During AFM and TEM imaging, each Möbius strip was flattened on the surface, as DNA has a tendency to maximize the contact with the hydrophilic mica surface or glow discharged TEM grid. They often showed a truncated triangular-shaped pattern with overlapping at the three vertexes. This can be easily modelled by pressing a paper Möbius strip on a flat surface. Both the widths and overall lengths of the Möbius strips measured under AFM and TEM conformed to the designed parameters. The topologies of the structures were also distinguished using amplitude-mode AFM imaging (Fig. 2d), because the amplitude of the tip vibration is sensitive to the edges (sudden height changes) of the surface feature. In addition, under TEM imaging of the negatively stained samples, stain-induced structural contrasts (for example, edges versus inner surfaces between layers) provided further evidence of the topology of the structure (Fig. 2c and Supplementary Fig. S4).
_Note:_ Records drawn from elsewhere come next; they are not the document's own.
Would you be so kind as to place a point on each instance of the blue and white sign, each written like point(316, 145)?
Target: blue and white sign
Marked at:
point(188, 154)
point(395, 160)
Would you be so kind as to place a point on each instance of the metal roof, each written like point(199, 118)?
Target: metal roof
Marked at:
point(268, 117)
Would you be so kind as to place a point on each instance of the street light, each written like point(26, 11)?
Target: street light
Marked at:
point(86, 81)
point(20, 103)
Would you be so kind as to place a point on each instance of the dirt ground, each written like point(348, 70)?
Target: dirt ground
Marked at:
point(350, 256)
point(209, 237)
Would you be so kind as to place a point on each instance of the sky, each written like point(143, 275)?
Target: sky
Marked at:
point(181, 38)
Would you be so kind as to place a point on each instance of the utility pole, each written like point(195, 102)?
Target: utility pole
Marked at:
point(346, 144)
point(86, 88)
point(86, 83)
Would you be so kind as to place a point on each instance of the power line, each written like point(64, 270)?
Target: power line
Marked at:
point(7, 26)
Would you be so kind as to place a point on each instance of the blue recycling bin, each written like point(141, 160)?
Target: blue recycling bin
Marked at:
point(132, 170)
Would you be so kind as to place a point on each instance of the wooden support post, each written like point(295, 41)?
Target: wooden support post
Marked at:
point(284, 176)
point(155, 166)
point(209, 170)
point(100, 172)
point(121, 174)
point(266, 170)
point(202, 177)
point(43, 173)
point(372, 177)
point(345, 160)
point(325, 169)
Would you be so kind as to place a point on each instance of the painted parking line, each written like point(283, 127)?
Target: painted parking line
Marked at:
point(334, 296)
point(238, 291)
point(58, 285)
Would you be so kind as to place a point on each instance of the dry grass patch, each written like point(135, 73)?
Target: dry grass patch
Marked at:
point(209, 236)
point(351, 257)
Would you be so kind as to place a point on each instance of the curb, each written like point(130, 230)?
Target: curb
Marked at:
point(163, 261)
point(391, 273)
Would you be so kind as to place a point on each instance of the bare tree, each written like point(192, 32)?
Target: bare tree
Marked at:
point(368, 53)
In our design, the Möbius strips had a tendency to form structures with both left-handed and right-handed chirality. Models for both forms are illustrated in Fig. 2c,d. The chirality can be distinguished in carefully executed amplitude-mode AFM images in both trace and retrace directions (Fig. 2d and Supplementary Fig. S2) and in the contrast of negatively stained TEM imaging of the samples (Supplementary Fig. S4). The ratio between the left-handed and right-handed Möbius strips was approximately 1:1.4 as determined by counting ~360 Möbius strips from a collection of TEM images (see Supplementary Information for statistical analysis).
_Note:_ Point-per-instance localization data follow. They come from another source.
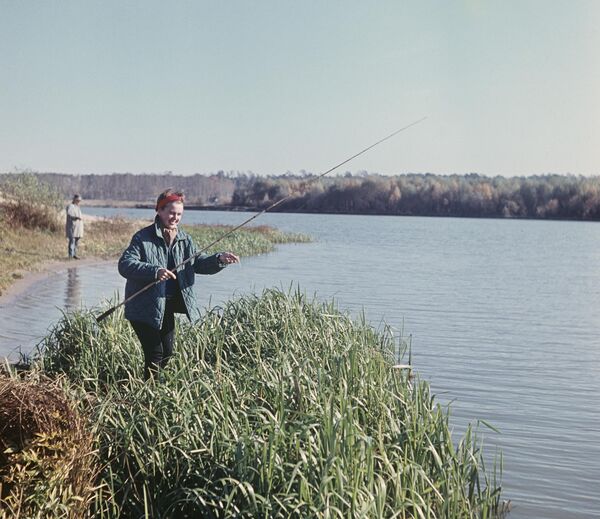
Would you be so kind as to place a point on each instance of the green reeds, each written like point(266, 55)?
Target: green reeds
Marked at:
point(274, 406)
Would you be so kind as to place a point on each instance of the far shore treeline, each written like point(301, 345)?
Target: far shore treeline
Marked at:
point(471, 195)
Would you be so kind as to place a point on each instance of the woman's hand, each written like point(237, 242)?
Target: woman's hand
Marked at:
point(164, 274)
point(227, 258)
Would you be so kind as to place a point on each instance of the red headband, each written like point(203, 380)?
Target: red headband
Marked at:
point(168, 199)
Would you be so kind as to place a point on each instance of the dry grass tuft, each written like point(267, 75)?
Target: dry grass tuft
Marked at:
point(47, 462)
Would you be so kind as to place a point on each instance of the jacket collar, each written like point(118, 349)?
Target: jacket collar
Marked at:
point(158, 231)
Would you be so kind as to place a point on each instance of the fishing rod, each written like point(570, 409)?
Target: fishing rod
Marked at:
point(108, 312)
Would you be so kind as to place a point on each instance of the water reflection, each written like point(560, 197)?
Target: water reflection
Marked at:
point(72, 289)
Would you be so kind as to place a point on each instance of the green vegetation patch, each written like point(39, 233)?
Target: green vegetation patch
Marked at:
point(273, 406)
point(247, 241)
The nearly equal distribution of left- and right-handed chiralities indicates that the handedness of the final structures is dominantly determined randomly during the self-assembly process. This observation can be explained by the following proposed mechanism. In the design, we kept the distribution of the scaffold crossover points along the Möbius strip and the nick points between the staple strands evenly distributed. In any local section of the structure, a number of staple strands cooperatively assemble to the scaffold strand. During the nucleation step, the first few DNA strands that hybridize with the scaffold strand do not experience the presence of other strands and are not affected by the overall twist that arises from other parts of the assembly. As more staple strands bind to their proper positions, the folding path of the scaffold is soon determined and fixed. The free energy changes that govern the formation of right- or left-handed Möbius strips are expected to be very similar and include (i) the free energy gained from the number of base pairs formed, (ii) the energy paid to twist the parallel DNA helix bundle to form the 180 or −180° turn, and (iii) the energy to bend the DNA helix bundle to form a loop. The free energy gained from maximizing the number of base pairs dominates the assembly process and is equivalent in both chiral constructs. The energies required to bend the DNA helixes to form the loops are also expected to be equivalent. The energy differences occurring when creating right- or left-handed twists in the DNA helix bundle are therefore the only possible determining factor for the chirality of the final structures. Indeed, for a right-handed DNA helix with 10.67 bp per turn (>10.5 bp per turn), a right-handed twist is expected to form due to over-twisting21. Our observation of the nearly 1:1.4 distribution of left-handed and right-handed chirality of the structure indicates that the distribution of the chirality of the final structures may not be determined by the overall enthalpy changes, but by kinetic factors. This is because, once staple sequence recognition has commenced and determined the folding path of the scaffold, and before the twisting energy has taken hold, the chirality becomes inevitable because the energy barrier to reverse the chirality soon becomes too high to overcome.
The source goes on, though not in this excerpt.